Out of curiosity, would the SE prints be of higher quality than the originals? Due to age, the cleanup it underwent and being produced by more modern equipment?

I really don't know. I'm pretty sure the first film would look worse on an SE print, because the negative fading ate away detail and color information that could not be recovered even by the restoration. (I remember anecdotal reports from old timers like Treadwell that there were visible color shifts *during* scenes. Also, I read someone who said that the opening corridor shot looked grainier and fuzzier on the SE than on a revival screening in 1994. And I definitely know mverta has said the SE looks worse.)

Also, the digital work was done at 2K, so anything that was digitally scanned had its resolution reduced (though once you get to a theatrical print generation, it may not be easy to tell).

Post
#776119
Topic
Info Wanted: 'LOTR - FELLOWSHIP OF THE RING': Green tint removed?
Time

Yeah, I remember my reactions to the Fathom DCP of the Fellowship EE being along the lines of "This is different from the DVD, but feels strangely familiar...like I saw this color timing in theaters in 2001." I don't even remember noticing a green tint (either my eyes got used to it, or maybe the DCP master doesn't have as strong a tint?)

This could be another case of "we get used to the home video grading and forget how it looked in theaters, then complain that the BD grading is revisionist, when it's actually closer to the theatrical than we give it credit" (see: every James Cameron remaster)

And 35mm prints (especially LPP) can have a slight yellow-green tint in general, too. I've seem film cells, they have that yellow green look. White is almost never pure white in 35mm, there is always some slight color to it (usually yellow or yellow-green). Is it due to the film base not being 100% clear, or is it due to the chemistry of the developing process?

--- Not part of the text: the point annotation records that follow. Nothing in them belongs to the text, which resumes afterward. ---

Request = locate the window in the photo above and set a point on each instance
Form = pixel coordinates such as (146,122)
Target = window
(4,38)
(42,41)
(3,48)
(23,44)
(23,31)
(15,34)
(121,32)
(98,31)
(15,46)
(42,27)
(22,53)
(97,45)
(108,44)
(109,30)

If only we could have gotten our hands on the 35mm prints that were for sale a while back. I'd love a regrade based on the actual print color schemes. (Though obviously we'd have to wing it for the extended stuff - and now I wonder how the heck the limited 35mm print runs of FOTR EE and TTT EE looked...)

Post
#775970
Topic
team negative1 - star wars 1977 - 35mm theatrical version (Released)
Time

I enjoyed the preview, but I also am a bit disappointed by the lossy look. It seems like many of the previews of reel 1 over the years have looked mushy like this, but some have looked better - I have an old 1080p preview of the crawl/flyover, a 25Mbps MOV file, and while it didn't have the cleanup, it looks clearer and more of the grain structure is intact. I'm flicking through the same frame on both, and some of the faint stars looked brighter and clearer in that old preview, for one example.

Can you try the same encoder/bitrate you used for the ESB Grindhouse? That looked nice and crisp. Not trying to be overly critical, I'm just trying to be constructive. You guys still did a great job with this preview, but I know you can do even better.